Westminster has “picked the pocket of the health service” in Scotland, after NHS funding granted under the Barnett formula was £55m lower than promised, according to a committee of MSPs.

Scottish health secretary Jeane Freeman told MSPs on the health and sport committee on Tuesday that she was “disappointed” to find out that the central government funding for 2019-20 would be much lower than expected.

She said the Scottish Government has made up for the shortfall to ensure that it “protects resources for our frontline services.” However, she also stressed that this “puts pressure elsewhere”.

Fellow MSP George Adam told the committee: “It’s almost as if Westminster has picked the pocket of the health service to the tune of £55 million.”

Ms Freeman added if the shortfall had not been made up “we would have had more difficult decisions to make than we currently have”.

“The money has to come from somewhere. It should have come from the UK government because that was the commitment they made. They didn’t honour that commitment.”

The total budget for health and sport in Scotland next year is forecasted to be in excess of £14bn, and “includes a further shift on the balance of spend towards mental health and to social and community care”, mirroring the NHS’s commitment in England and Wales of parity of esteem’ for physical and mental health.

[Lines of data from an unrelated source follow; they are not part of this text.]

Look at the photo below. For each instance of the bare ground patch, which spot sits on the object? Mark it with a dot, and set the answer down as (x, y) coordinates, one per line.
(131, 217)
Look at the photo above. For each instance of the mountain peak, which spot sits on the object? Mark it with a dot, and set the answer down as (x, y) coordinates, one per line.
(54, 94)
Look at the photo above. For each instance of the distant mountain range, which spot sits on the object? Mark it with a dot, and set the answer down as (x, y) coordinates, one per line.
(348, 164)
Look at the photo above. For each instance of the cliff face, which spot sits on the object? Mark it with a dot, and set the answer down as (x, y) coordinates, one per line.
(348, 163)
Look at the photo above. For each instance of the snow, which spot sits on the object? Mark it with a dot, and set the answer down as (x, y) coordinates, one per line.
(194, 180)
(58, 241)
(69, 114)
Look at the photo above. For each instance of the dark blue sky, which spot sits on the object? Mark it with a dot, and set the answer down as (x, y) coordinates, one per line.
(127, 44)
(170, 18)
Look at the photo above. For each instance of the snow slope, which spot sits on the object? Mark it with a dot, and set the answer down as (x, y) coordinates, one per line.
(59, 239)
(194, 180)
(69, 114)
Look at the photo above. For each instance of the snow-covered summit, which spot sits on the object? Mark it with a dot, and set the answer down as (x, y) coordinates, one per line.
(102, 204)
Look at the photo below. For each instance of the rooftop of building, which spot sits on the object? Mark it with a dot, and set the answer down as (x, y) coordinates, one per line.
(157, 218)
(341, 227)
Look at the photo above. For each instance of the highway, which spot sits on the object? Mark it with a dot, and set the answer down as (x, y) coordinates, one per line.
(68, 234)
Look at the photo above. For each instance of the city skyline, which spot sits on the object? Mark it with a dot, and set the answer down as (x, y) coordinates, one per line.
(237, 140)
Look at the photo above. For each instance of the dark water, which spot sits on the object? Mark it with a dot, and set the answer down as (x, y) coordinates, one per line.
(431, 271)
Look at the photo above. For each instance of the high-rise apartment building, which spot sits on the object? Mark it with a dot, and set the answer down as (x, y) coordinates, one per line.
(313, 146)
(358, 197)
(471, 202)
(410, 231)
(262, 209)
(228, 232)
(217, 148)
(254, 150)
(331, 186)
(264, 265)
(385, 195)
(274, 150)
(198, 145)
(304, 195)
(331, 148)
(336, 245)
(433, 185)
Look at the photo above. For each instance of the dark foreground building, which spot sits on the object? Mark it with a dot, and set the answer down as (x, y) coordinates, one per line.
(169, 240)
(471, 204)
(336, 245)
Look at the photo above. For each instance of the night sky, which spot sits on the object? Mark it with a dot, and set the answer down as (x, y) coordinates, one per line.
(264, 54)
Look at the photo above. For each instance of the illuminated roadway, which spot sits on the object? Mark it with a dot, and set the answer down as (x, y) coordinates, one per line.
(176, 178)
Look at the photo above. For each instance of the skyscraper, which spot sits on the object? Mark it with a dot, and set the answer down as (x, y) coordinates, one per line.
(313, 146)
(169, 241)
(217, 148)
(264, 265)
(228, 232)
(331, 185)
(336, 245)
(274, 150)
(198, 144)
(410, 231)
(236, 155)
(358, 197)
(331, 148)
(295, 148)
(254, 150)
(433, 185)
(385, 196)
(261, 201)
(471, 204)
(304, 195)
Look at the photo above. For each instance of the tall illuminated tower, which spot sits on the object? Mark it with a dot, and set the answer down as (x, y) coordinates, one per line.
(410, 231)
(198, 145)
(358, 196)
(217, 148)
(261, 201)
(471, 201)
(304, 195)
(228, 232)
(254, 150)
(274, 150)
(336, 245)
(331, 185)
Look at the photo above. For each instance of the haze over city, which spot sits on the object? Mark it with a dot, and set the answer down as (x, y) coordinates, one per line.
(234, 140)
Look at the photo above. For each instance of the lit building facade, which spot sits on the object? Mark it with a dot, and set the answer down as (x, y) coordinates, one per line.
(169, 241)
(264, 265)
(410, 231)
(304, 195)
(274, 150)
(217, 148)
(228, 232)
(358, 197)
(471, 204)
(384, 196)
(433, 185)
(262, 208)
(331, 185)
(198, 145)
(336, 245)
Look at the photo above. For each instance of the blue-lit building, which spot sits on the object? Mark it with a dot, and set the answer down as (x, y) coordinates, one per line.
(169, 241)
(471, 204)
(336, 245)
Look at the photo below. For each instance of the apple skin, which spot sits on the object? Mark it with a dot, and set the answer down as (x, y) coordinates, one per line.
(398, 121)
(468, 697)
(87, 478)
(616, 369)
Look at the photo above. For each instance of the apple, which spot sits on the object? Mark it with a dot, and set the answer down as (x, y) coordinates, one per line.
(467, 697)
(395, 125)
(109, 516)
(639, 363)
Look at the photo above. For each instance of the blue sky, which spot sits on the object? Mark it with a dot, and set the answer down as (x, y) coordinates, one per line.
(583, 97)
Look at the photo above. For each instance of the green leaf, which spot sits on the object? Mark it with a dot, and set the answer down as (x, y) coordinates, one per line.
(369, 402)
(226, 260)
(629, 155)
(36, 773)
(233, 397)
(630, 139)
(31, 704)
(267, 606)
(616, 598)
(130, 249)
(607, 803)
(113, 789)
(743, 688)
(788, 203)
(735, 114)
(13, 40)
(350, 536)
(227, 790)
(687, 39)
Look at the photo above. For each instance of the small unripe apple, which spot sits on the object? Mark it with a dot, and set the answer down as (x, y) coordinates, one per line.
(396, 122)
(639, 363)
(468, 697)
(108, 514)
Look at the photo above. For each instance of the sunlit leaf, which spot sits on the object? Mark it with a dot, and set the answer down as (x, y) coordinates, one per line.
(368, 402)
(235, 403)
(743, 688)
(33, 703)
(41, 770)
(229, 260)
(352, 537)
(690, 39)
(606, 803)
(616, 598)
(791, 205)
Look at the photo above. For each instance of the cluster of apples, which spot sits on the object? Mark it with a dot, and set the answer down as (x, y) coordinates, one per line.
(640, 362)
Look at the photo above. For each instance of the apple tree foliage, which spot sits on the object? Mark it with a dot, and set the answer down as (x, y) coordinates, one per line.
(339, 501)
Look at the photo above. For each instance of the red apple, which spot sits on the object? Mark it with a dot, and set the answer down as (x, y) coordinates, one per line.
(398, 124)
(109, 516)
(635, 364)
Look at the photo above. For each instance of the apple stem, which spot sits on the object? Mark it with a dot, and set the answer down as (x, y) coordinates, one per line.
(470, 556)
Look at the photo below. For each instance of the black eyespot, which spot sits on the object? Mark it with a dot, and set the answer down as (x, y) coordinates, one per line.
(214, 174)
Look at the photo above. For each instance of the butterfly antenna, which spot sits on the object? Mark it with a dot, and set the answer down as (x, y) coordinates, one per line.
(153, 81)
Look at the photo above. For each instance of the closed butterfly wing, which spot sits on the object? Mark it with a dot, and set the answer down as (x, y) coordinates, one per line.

Some £392m of the budget will also be used to reduce waiting times, with “the aim that by 2021 95% of outpatients and 100% of inpatients will wait less than 12 weeks to be treated.”

Ms Freeman also announced a significant change in the way Scottish health boards balance their budgets. They will now be given more freedom to under or overspend in an individual year, provided they balance their budgets over three years.

Ms Freeman explained: “In every year, boards will have 1% flexibility on their annual resource budget to allow them the scope to marginally underspend or overspend in that year.”

She added: “The spending plans are supported by greater flexibility to assist boards in planning beyond one year and to consider key areas of investment such as in relation to primary care, mental health and waiting times improvements.”